To use Source diff processor in a dataflow, open a new a dataflow and drag-and-drop the source object that you want to work with. I have Employees data stored in an excel file, so I will drag-and-drop the excel source object from the sources section in the toolbox and configure the settings.
Go to the properties window of the excel workbook source object and give the file path. After configuring the settings for the Excel workbook source, I’ll click Ok and Centerprise will automatically build the source layout for me.
I will now drag-and-drop the Source Diff Processor object from the Database write strategies section in the Toolbox and map the fields from the excel source object.
Now that we have the layout ready, go to the properties section of the source diff processor object.
The first screen will be the layout builder screen where you can add or remove field and customize your layout.
Click Next and go to the next screen.
The next screen will be the Incremental Write Options screen.
Here, you have to specify the Record Matching Field. Record matching field is the field that Centerprise uses to match and compare incoming and existing records. I will select Employee ID as the Record Matching field.
- Now, if my incoming dataset has a new Employee ID i.e. that ID is not present in the existing file, which is being compared against the incoming file, Centerprise will perform the INSERT action.
- If the customer ID is already present in the existing file, Centerprise will compare the records against that ID and will perform UPDATE action where the information has updated.
- If the customer ID is there in the existing file, but not present in the incoming file, it means that the particular record is deleted. In such a case, Centerprise will then perform DELETE action.
In the Output Options section, you can either select the Single Output option or One Port for Each Action.
- If you select Single Port, the database action, such as Insert, Update, Skip or Error will be chosen by the database write strategy’s logic rather than specified by the user. Using a single output is recommended when a database write strategy is applied.
- If you select One Port for Each Action, you will get separate nodes for each Diff action in the Source diff processor object. So, you will have a separate node for Insert, Update, Delete, Skip, and Error.
In this example, I’ll select the Single Port option.
The third section on the Incremental Write Options screen is the Incremental Transfer Information File Path option. Specify the file path where you want to store information related to the last run.

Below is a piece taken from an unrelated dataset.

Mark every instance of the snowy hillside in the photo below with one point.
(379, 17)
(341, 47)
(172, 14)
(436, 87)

Now if you have worked with Excel and Database table sources in Centerprise, you would have noticed that the database table source object gives you the option for reading incremental changes. However, no such option is available in excel or other file source objects.

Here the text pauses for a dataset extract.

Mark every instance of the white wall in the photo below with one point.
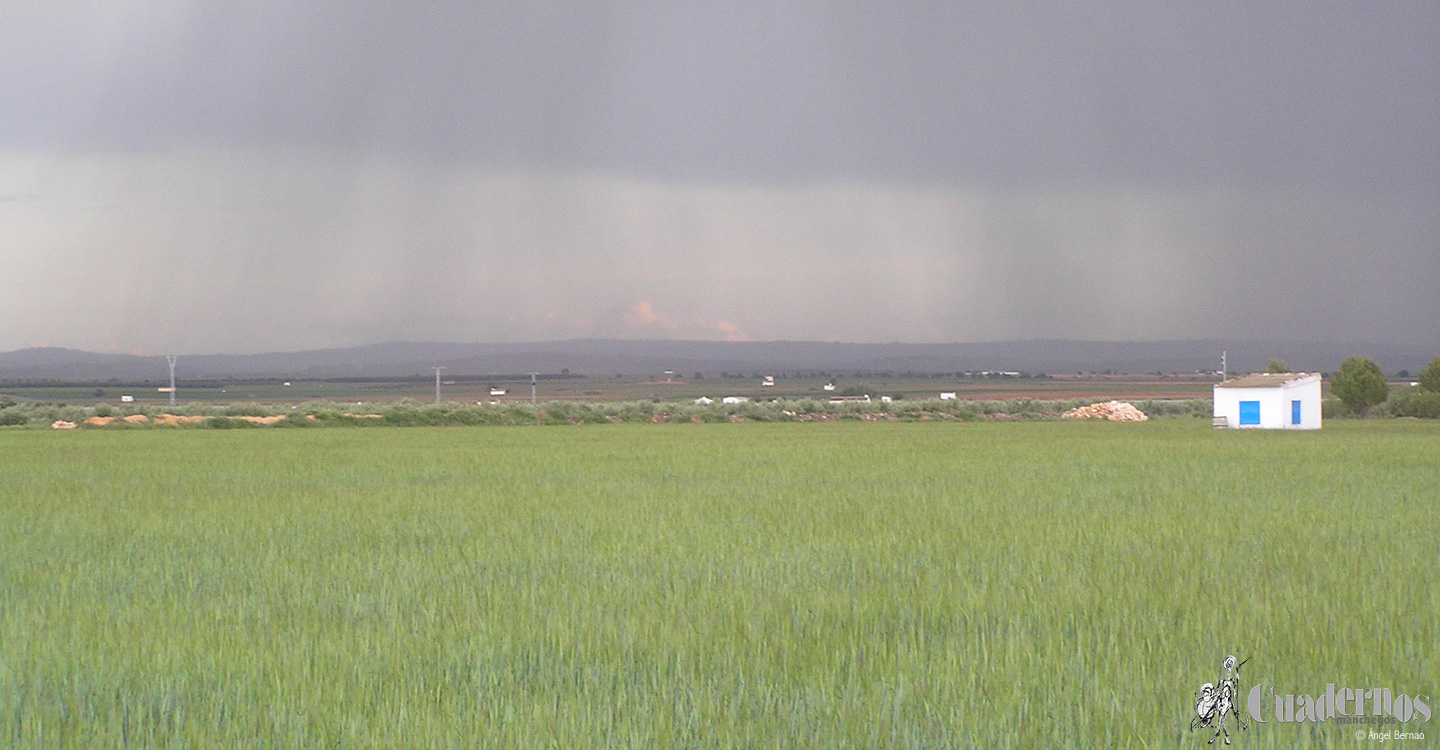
(1309, 396)
(1275, 405)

This option here in Source Diff Processor enables you to read incrementally from file sources such as Excel, Delimited, and Fixed Length files.
Now I’ll click next and OK.
I’ve now successfully built the layout and configured the settings. Let’s preview the output.
When you preview the output, on the extreme right, you’ll see an added ‘Write Strategy Action’ column. Over here you can see the write strategy action that was performed on any specific record. This added column is not a part of the layout but think of it as a label.
You can write the output from the Source Diff to any destination that you want to or perform any transformation on the data set.
That concludes using the source diff processor write strategy.